Apache APISIX Extensions Guide

October 29, 2021 · 8 min read

This article provides an extension guide for Apache APISIX, aiming to provide users with some ideas for extending Apache APISIX.

Apache APISIX provides more than 50 plugins, several commonly used load balancing selectors, and support for mainstream service discovery (such as Nacos and DNS). The API gateway is closely related to the internal business of the enterprise. In order to meet the business needs of the enterprise, users usually need to add some code on the basis of Apache APISIX to realize the functions required by the business. How to expand Apache APISIX has become a common pain point for many users: on the premise of ensuring the smooth operation of Apache APISIX, how to add business code to meet actual needs?

This article provides an extension guide for Apache APISIX, aiming to provide users with some ideas for extending Apache APISIX. Since Apache APISIX is in a stage of rapid development and the frequency of version iterations is relatively high, this article will be based on the first LTS version v2.10.0 of Apache APISIX. If your Apache APISIX version is lower than 2.10.0, you may need to make some modifications based on actual conditions. In addition, although this article only explains the HTTP-related logic, the TCP-related parts are generally similar.

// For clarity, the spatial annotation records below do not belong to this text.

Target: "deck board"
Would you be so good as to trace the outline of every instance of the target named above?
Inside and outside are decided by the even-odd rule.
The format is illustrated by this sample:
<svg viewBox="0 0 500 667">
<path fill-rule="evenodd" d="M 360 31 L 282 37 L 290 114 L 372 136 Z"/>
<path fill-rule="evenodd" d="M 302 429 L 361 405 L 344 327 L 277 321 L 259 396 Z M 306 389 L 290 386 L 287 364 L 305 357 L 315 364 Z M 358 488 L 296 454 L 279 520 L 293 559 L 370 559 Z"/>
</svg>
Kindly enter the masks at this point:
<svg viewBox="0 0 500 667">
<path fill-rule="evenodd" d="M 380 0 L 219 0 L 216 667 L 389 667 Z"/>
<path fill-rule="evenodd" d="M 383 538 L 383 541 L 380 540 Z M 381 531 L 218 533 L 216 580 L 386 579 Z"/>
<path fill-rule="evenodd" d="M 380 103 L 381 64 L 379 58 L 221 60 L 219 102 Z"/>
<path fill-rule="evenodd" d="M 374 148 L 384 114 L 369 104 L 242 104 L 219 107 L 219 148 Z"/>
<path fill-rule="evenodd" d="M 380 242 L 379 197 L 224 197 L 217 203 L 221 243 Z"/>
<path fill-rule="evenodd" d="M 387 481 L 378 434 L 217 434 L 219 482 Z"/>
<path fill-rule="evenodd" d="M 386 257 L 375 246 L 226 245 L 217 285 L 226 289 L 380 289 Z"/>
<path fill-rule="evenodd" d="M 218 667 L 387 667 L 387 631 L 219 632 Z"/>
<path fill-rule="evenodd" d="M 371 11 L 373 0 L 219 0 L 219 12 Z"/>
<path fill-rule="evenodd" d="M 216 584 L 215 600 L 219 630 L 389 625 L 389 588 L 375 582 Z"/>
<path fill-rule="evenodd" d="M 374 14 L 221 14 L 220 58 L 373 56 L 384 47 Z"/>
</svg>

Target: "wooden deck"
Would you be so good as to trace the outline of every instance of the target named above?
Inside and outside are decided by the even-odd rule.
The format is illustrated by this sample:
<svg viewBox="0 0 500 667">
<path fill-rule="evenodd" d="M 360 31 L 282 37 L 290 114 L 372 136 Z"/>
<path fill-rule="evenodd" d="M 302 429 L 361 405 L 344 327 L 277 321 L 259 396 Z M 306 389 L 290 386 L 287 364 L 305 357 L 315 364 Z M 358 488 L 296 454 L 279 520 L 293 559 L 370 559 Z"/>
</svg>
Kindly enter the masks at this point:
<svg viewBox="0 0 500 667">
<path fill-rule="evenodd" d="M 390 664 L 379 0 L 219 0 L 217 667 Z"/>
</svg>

Expansion Direction 1: Rewrite or Access?

Let's start with the life cycle of the request: when a request enters Apache APISIX, it will first be processed by the method http_access_phase. Readers who are familiar with the concept of OpenResty phases may be a little confused: OpenResty has a total of 6 phases, which are arranged in order of execution: rewrite, access, before_proxy, header_filter, body_filter and log, why is access at the beginning, and where is rewrite?

The phases concept of the Apache APISIX plug-in is slightly different from the OpenResty phases concept. In order to improve the performance of Apache APISIX, the rewrite method of the APISIX plugin will run in the access phase of OpenResty. Users can still customize the logic of rewrite at the plugin level, but at the code level, rewrite is actually executed in access.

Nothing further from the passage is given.